Das Thema S-Bahn hat mich bereits vor meiner Ankunft als Topthema erreicht. Aber wenn ich selber jetzt die Rückmeldungen von den Kundinnen und Kunden bekomme, dann sehe ich, wie sehr deren Probleme die Menschen zurecht umtreiben.

Was macht das mit Ihrem Optimismus?

Man muss diesen Optimismus halt ein bisschen dehnen. Was die S-Bahn an Baustellen zu verkraften hat – Stichwort digitaler Knoten – ist schon einiges. Das sind allerdings Baumaßnahmen, die einfach notwendig sind. Da muss diese Region einen langen Atem haben. Dann kommt noch hinzu, dass die Hersteller keine funktionierenden Züge geliefert haben, was dann bei den Bahnunternehmen und den Kunden abgeladen wird. Am Ende wird der digitale Knoten sicher ein Vorzeigeprojekt werden. Auch wenn ich nicht erwarte, dass der Start ganz reibungslos wird. Das alles wird nicht komplett im Dezember 2025 zum neuen Winterfahrplan fertig sein.

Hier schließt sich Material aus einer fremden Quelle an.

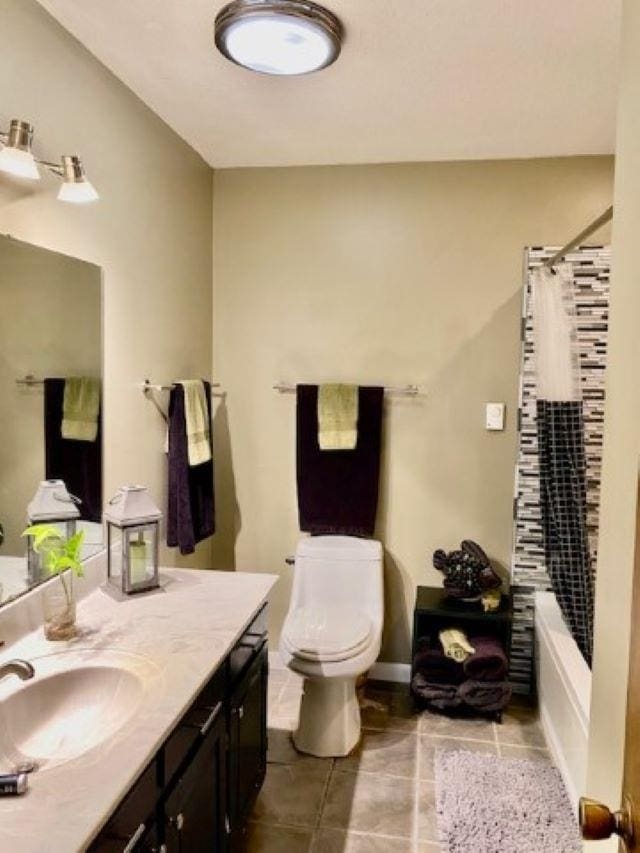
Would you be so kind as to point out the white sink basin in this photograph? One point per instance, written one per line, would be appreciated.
(75, 702)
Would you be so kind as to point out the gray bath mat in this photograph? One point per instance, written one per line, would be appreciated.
(488, 804)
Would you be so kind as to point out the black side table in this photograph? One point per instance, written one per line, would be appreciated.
(435, 611)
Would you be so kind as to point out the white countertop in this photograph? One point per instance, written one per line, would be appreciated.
(183, 633)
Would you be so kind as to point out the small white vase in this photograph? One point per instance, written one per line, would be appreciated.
(59, 608)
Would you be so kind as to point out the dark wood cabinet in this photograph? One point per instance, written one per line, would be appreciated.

Wo sehen Sie das größte Defizit?

Wir brauchen eine ehrliche Kommunikation. Das war bisher nicht genügend der Fall. Das ist keine Kritik an der S-Bahn. Sie versucht es. Das geht alle Beteiligten an. Wenn wir alle ehrlich sind, haben wir eine Chance, bei den Menschen wieder Vertrauen zu gewinnen. Auch bei Baustellen würden wir uns eine frühere Kommunikation wünschen, vielleicht erst einmal in einem kleinen Kreis, so dass man gegebenenfalls Ersatzpläne machen kann. Da sind wir auch als VVS zu spät informiert worden. Bei der kurzfristigen Sperrung Bad Cannstatt-Waiblingen haben sich aber die Beteiligten dann ganz gut zusammengerauft – auch das will ich einmal hervorheben.

Zur Person

Nachfolge
Die 54-jährige Diplomökonomin Cornelia Christian folgt auf Horst Stammler, der im August dieses Jahres nach 14 Jahren in der VVS-Geschäftsführung in den Ruhestand gegangen ist. Sie führt den VVS zurzeit gemeinsam mit Thomas Hachenberger.

Erfahrungen
Seit 2017 war Christian verantwortlich für das Geschäftsfeld Mobilität der Stadtwerke Bielefeld und bei deren Bus und Stadtbahn-Tochtergesellschaft MoBiel verantwortlich fürs Kundenmanagement und die Verkehrsplanung. Sie war hier für 120 Mitarbeiter und Mitarbeiterinnen sowie die Dienst- und Fahrtenplanung für 500 Busse zuständig.

Werdegang
Geboren in Marburg, hatte Cornelia Christian ihre erste berufliche Station beim Rhein-Main-Verkehrsverbund, dann wechselte sie in Führungspositionen beim Verkehrsverbund Berlin Brandenburg und ging dann nach Nordrhein-Westfalen als Geschäftsführerin der OWL Verkehr GmbH sowie der Westfalen Tarif GmbH. Sie hat dabei insbesondere Erfahrungen beim Aufbau von Verkehrsverbünden gesammelt.